Two ways to run inference are supported. Option 1 — using default arguments that can be edited directly in the script:
bash scripts/run_infer.sh
Option 2 — passing explicit arguments from the command line:
bash scripts/run_infer.sh
--image-path /path/to/input.jpg
--output-dir /path/to/output
--model-path /path/to/Qwen-Image-Edit-2511
--lora-path /path/to/PixelSmile.safetensors
--expression happy
--scales 0 0.5 1.0 1.5
--seed 42
The --scales parameter sets the α values — the model will generate one image per value. At α=0 the face remains neutral, at α=1 the expression is at full intensity, and at α=1.5 the emotion is amplified beyond the training range. The default is 50 inference steps, as visible in the online demo. All 12 expressions are supported: happy, sad, angry, surprised, fear, disgust, anxious, contempt, confident, shy, sleepy, confused.

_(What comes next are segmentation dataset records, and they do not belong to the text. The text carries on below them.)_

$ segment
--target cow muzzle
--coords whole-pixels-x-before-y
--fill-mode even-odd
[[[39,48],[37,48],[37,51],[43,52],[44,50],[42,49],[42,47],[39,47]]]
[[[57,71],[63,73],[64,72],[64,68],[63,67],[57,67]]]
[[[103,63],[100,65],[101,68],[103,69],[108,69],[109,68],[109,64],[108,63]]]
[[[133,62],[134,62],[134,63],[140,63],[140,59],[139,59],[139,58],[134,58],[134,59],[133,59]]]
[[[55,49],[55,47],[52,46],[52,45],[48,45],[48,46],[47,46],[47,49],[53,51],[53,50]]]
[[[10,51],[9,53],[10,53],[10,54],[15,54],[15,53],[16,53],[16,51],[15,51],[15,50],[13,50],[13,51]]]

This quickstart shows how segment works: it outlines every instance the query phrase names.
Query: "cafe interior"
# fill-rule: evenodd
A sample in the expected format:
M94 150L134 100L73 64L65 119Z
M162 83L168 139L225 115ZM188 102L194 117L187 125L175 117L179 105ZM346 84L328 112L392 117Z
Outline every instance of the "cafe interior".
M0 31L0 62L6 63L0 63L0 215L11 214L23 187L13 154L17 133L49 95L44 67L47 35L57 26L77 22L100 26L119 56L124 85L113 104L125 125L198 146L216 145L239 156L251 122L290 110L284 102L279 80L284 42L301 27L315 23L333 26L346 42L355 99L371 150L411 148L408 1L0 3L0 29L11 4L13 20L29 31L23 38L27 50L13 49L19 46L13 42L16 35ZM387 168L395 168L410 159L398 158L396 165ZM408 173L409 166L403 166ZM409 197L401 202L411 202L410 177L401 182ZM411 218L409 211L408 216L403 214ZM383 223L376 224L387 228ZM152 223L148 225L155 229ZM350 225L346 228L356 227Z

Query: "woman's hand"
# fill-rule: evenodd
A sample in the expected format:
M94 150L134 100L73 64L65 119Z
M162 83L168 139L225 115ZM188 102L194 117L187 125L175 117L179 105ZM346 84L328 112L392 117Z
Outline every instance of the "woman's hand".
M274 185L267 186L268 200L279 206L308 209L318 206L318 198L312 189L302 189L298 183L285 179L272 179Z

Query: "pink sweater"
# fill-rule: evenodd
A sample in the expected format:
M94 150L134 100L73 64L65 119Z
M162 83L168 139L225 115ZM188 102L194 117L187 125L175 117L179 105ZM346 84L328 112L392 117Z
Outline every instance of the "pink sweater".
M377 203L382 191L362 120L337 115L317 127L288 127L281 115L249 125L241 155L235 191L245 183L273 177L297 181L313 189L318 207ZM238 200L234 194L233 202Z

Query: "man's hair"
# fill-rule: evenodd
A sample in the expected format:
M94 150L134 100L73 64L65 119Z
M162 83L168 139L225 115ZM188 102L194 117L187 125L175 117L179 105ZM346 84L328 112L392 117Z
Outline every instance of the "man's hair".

At the time of publication, only a preview version of the weights is available, covering the real portrait domain only. Anime support and a more stable version have been announced. Training requires additional dependencies (pip install -r requirements-train.txt) and auxiliary weights, the full list of which the authors plan to publish separately. Training was conducted on 4 × NVIDIA H200.
Conclusion
PixelSmile addresses a longstanding problem in generative models: their inability to clearly distinguish semantically similar emotions. Replacing discrete labels with continuous annotations plus symmetric contrastive learning produces a model that simultaneously outperforms closed commercial editors on expression separation accuracy and outperforms specialized linear control methods on predictability and stability of intensity control.